The data sharing conundrum in the NHS
In the week where the NHS has been declared “the best, safest and most affordable healthcare system” by the think tank Commonwealth Fund*, one thing springs to mind is how far we’ve come – and how much work there is still to be done.
The amount of NHS patient data stored and then silo-ed away by commercial clinical applications is surreal to a certain extent.
Few years back, the government mandated that the NHS must digitise all health records and go paperless, enables data sharing across the primary/secondary care sector and more recently a call for interoperability and the ability for patients to access their data online and on the go by the end of the decade.
The policies and the funding were made available to help with this transition, the technology to enable it has been around for decades (apart from the new comer FHIR), so why are NHS hospitals still procuring applications that locks their data into a single vendor, essentially rendering it completely silo-ed and impossible/expensive to share with other clinical applications?

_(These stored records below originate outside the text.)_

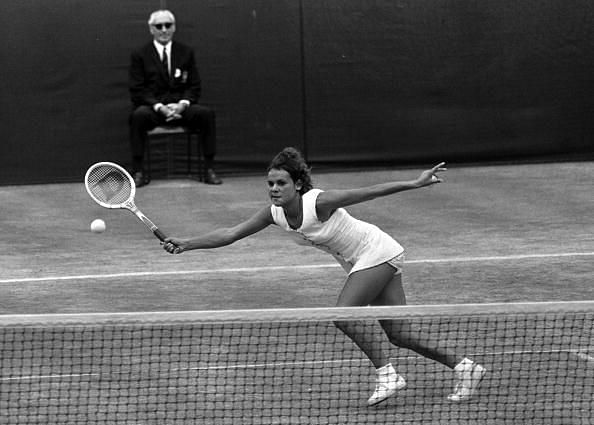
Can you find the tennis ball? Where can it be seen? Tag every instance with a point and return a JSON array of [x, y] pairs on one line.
[[98, 226]]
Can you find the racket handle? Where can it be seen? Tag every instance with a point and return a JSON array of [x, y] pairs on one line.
[[159, 234]]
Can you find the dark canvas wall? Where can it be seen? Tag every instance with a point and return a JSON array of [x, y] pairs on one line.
[[365, 80]]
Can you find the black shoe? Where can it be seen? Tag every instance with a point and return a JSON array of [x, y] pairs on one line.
[[140, 179], [212, 178]]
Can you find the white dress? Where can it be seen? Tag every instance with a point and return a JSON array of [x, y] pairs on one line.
[[356, 245]]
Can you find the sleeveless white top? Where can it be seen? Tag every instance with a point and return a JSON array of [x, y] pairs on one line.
[[355, 244]]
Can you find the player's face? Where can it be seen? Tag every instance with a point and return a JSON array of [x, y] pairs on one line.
[[162, 29], [281, 188]]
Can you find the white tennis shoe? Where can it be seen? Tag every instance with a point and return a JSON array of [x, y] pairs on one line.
[[387, 384], [469, 375]]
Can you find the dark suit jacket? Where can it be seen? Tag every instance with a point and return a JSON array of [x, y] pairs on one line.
[[149, 82]]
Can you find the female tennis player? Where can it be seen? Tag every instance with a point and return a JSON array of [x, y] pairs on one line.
[[371, 258]]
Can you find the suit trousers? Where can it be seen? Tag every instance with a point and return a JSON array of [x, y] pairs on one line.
[[196, 117]]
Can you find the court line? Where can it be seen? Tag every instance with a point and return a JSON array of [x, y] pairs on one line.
[[577, 353], [289, 267]]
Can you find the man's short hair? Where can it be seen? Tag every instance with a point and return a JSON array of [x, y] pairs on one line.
[[158, 13]]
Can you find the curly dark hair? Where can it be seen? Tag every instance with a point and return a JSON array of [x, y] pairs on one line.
[[292, 161]]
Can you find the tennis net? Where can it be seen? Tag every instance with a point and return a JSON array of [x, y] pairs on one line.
[[294, 366]]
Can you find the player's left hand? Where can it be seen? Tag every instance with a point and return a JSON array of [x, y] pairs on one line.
[[430, 177]]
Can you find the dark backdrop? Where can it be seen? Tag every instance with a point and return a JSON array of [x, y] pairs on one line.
[[353, 81]]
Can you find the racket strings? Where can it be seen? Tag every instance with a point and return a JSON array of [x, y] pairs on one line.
[[109, 185]]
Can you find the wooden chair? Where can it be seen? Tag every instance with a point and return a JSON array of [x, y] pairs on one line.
[[170, 132]]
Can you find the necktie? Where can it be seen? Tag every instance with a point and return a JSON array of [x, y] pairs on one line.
[[165, 61]]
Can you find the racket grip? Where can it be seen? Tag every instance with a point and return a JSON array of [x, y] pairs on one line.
[[160, 235]]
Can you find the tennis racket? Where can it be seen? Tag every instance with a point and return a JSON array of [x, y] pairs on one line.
[[111, 186]]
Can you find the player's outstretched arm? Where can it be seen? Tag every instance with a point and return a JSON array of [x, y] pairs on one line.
[[332, 199], [220, 237]]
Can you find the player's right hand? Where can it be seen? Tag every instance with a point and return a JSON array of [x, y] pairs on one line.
[[174, 246]]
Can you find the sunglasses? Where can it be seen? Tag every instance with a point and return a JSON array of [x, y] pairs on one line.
[[166, 25]]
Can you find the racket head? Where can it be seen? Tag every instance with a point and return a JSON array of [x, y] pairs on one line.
[[110, 185]]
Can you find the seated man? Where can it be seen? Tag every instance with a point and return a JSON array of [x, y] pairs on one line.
[[165, 87]]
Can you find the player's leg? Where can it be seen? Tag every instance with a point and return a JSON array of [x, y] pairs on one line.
[[360, 289], [402, 334]]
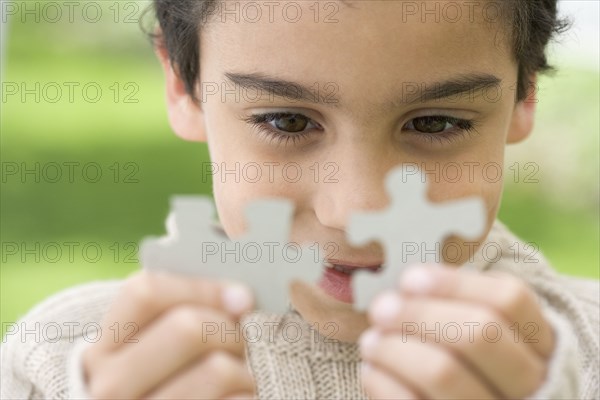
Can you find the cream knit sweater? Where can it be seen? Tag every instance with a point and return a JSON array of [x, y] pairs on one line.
[[302, 364]]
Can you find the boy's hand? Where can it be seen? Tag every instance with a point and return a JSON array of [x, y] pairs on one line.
[[154, 343], [455, 334]]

Locking patient data into a silo is clearly a problem, the lack of data sharing however could be disastrous to patient care in the long run, with the advent of AI/ML, data is becoming the real enabler in advancing patient care, it is a real asset that hospitals can leverage to their advantage (see Royal Free and Deep Mind collaboration*).
Information governance around patient data is absolutely crucial so delays in tech adoption is understandably slow but sharing said data could easily be achievable by adopting a strategic and long term approach during the procurement process and empowering the local IT organisation by putting them at the forefront of that process in consultation with clinicians.
Incumbents in the commercial sector have a lot of work to do to make data in their silos available and open, adhering to various standard protocols and integration workflows. Understandably, there is some engagement cost involved to integrate with third parties but this ought to be priced up in advance, reasonable and not passed on to the hospital. Most crucially however, technology should be the enabler here to reduce those integration costs.
The feedback I receive when I talk to decision makers in various NHS/Private hospitals however was that the technology being advocated by the majority of big commercial vendors falls short of the data sharing spirit.
Take VNA as an example; despite the name, VNA by itself is just another silo-ed, Radiology centric system which doesn’t play well with others. To mitigate this, some companies have implemented full IHE profiles as an add-on, but all of this still sits on a legacy system that requires propriety data storage and retrieval, thus making for an exorbitant TCO.
Diagnostic imaging should be part of the holistic patient record and accessed via EPR (Electronic Patient Record) like any other critical patient data such as GP referral letters and test results.
From my personal experience however, we need buoyant competition in this field, smaller, nimbler companies that disrupts the industry and adopts a modern approach to software design. This will reduce cost and widen the choices available to NHS Hospitals.